Table 1. Pharmacokinetic parameters for Inh 1 following IV and PO Administration to Swiss Mice at 3 mg/kg.

Compound	Route	Tmax (hr)	Cmax^a(ng/mL)	AUClast (hr*ng/mL)	AUCINF (hr*ng/mL)	T1/2 (hr)	CL (mL/min/kg)	Vss (L/kg)	Fb (%)
Inh 1	IV	–	3872	3518	3518	0.91	14.2	0.63	–
	PO	0.5	495	904	928	–	–	–	25.7

^a C_o for iv; based on simple (perpendicular) back extrapolation of the Inh 1 concentration at 0.08 h.

^b AUC_last considered for bioavailability calculation.

Following PO dosing there was rapid absorption with peak observed plasma concentrations of Inh 1 seen at 0.5 h of ca 500 ng/mL post dose. Drug concentrations declined exponentially thereafter, falling to less than 10 ng/ml by 8 h, and weres below the LOD by 24 h post dose (see Table 1 for pharmacokinetic data and Tables S27 and S28 for the individual animal plasma concentrations for IV and PO doses, respectively). The mean plasma profiles obtained following for both IV and PO dosing are provided in Figure 4. The oral bioavailability of Inh 1 administered at 3 mg/kg was approximately 25.7%.

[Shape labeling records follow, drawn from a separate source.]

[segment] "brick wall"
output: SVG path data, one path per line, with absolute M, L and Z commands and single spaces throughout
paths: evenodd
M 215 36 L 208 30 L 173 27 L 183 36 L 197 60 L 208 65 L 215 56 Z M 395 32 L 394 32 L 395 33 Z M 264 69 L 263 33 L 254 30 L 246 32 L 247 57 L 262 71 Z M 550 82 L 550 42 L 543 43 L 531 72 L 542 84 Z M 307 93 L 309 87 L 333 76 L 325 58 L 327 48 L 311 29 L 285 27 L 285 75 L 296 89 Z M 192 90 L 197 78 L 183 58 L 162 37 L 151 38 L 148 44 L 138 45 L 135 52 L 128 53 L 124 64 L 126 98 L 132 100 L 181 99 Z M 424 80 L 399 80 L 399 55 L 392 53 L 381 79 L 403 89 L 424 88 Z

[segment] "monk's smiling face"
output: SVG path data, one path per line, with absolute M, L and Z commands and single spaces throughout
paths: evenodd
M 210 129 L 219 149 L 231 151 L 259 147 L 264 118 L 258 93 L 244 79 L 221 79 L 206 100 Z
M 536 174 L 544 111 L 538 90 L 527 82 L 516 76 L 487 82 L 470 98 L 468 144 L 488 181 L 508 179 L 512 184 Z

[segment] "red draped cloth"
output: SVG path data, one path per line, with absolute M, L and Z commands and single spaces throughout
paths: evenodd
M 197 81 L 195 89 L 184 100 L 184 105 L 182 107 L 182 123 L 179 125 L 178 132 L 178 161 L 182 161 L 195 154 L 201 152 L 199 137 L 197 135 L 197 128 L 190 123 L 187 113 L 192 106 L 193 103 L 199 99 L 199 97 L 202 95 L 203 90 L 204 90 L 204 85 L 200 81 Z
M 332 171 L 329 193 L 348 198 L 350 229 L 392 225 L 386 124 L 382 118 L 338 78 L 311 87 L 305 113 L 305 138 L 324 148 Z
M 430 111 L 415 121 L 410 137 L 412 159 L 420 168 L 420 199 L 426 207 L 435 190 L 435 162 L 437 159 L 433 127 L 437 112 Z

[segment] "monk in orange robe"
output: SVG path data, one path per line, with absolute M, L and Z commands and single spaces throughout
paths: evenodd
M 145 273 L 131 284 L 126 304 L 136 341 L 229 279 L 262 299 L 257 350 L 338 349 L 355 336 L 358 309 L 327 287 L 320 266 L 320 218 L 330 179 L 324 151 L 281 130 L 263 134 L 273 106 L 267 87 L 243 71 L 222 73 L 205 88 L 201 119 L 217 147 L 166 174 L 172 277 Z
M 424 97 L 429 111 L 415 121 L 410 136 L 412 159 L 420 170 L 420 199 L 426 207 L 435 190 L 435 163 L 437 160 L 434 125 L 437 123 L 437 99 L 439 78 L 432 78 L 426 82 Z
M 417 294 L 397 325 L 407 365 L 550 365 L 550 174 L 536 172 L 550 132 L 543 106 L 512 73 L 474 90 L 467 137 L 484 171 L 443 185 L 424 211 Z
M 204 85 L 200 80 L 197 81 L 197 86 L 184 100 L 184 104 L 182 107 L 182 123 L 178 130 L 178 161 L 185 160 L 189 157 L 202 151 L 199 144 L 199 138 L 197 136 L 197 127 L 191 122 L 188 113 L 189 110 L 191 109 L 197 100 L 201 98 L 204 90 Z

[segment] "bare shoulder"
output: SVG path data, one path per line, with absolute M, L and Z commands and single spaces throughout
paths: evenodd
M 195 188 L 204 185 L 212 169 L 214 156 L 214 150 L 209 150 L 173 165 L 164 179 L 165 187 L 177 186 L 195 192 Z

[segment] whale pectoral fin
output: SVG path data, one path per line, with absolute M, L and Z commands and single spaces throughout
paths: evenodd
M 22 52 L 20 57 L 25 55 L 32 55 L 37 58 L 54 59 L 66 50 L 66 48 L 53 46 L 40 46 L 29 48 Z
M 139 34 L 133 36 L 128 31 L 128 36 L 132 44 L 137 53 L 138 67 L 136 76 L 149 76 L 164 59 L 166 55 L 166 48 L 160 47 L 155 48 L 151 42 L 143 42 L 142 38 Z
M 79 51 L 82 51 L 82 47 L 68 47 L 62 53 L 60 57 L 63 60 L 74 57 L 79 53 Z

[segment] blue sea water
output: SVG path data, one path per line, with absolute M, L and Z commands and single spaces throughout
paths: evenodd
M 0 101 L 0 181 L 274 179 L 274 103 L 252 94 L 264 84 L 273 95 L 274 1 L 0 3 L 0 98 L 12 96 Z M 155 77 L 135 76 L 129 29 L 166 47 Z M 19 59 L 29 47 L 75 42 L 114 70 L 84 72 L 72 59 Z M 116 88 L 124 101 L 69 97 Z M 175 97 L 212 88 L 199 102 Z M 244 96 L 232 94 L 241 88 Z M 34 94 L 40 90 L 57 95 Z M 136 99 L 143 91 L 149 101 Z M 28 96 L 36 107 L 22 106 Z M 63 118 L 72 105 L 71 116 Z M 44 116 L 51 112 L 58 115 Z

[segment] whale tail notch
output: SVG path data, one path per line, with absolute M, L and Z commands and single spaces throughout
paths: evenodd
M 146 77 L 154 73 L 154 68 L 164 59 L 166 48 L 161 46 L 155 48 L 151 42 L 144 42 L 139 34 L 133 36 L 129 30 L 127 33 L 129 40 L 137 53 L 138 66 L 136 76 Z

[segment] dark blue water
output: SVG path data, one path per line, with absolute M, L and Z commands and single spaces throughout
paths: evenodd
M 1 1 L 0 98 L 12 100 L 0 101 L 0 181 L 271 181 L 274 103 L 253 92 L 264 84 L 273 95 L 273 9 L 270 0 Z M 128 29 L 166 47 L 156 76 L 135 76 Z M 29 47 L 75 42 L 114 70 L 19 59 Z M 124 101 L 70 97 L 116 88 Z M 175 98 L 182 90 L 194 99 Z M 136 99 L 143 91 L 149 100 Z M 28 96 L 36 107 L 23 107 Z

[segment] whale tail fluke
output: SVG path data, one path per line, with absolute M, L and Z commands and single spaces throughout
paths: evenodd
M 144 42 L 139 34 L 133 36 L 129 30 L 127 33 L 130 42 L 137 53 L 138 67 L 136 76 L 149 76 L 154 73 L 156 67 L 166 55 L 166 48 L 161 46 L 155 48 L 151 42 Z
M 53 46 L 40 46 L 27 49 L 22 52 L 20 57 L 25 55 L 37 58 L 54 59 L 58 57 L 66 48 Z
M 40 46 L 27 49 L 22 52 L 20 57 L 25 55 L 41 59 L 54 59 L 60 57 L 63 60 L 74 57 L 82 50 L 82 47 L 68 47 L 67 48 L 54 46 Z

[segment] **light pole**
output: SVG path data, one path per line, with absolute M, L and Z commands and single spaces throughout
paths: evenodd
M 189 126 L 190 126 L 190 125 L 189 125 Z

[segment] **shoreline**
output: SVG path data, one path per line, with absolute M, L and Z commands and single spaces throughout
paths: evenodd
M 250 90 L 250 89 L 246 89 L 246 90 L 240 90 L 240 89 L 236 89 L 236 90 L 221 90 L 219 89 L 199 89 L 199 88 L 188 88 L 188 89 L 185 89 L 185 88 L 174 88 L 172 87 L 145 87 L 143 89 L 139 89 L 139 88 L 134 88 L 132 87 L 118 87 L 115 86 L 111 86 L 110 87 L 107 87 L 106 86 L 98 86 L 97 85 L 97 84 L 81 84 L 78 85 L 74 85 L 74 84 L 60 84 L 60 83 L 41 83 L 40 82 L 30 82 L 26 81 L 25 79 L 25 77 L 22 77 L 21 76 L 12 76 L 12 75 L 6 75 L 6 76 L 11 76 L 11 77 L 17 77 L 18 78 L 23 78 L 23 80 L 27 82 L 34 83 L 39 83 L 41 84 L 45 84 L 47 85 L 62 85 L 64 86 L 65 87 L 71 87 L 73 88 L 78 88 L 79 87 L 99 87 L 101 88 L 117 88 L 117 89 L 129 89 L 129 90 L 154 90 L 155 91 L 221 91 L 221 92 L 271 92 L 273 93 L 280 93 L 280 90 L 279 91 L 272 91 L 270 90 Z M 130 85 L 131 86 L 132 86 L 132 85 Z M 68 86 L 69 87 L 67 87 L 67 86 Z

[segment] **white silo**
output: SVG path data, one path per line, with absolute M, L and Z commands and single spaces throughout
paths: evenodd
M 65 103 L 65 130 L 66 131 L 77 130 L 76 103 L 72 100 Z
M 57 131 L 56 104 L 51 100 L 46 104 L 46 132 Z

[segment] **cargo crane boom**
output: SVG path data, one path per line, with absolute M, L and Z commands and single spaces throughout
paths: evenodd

Figure 4. The oxidative desulfurization of 6-(2,4-dimethoxyphenyl)-1-(2-hydroxyethyl)-2-thioxo-2,3-dihydropyrimidin-4(1H)-one by FMO by rat and dog microsomes. Adapted from Eng et al. (2016).

Figure 5. Proposed biotransformations leading to metabolites showing desaturation -H2S.

Figure 6. Mean plasma concentration-time profiles to 8 h for Inh 1 following single intravenous and oral administration to Swiss albino mice both at 3 mg/kg. Key: -

-, IV; - O - PO.

Conclusions

The gut commensal bacterial GUS inhibitor Inh 1 was found to be relatively stable when incubated with hepatic microsomes and hepatocytes but was nevertheless subject to a wide range of biotransformations at multiple sites. Whilst the bulk of these biotransformations were relatively ‘conventional’ oxidations/hydroxylations/deethylations and conjugations, the large number of minor desulphurised metabolites appears to be relatively novel. Given the structural similarity between Inh 1 and 6-(2,4-dimethoxyphenyl)-1-(2-hydroxyethyl)-2-thioxo-2,3-dihydropyrimidin-4(1H)-one, this Inh 1 biotransformation may represent a further example of oxidative desulphurisation by FMO although, as our limited data show, the enzymes responsible for this reaction may be species-dependent and P450-based reactions may have a major role in this reaction.

Disclosure statement

MRR is a Founder and Board member of Symberix, Inc., and has received research funding from Merck and Lilly. The other authors report no declarations of interest.

Data availability statement

The authors confirm that the data supporting the findings of this study are available within the article and its supplementary materials.

Additional information

Funding

The author(s) reported there is no funding associated with the work featured in this article.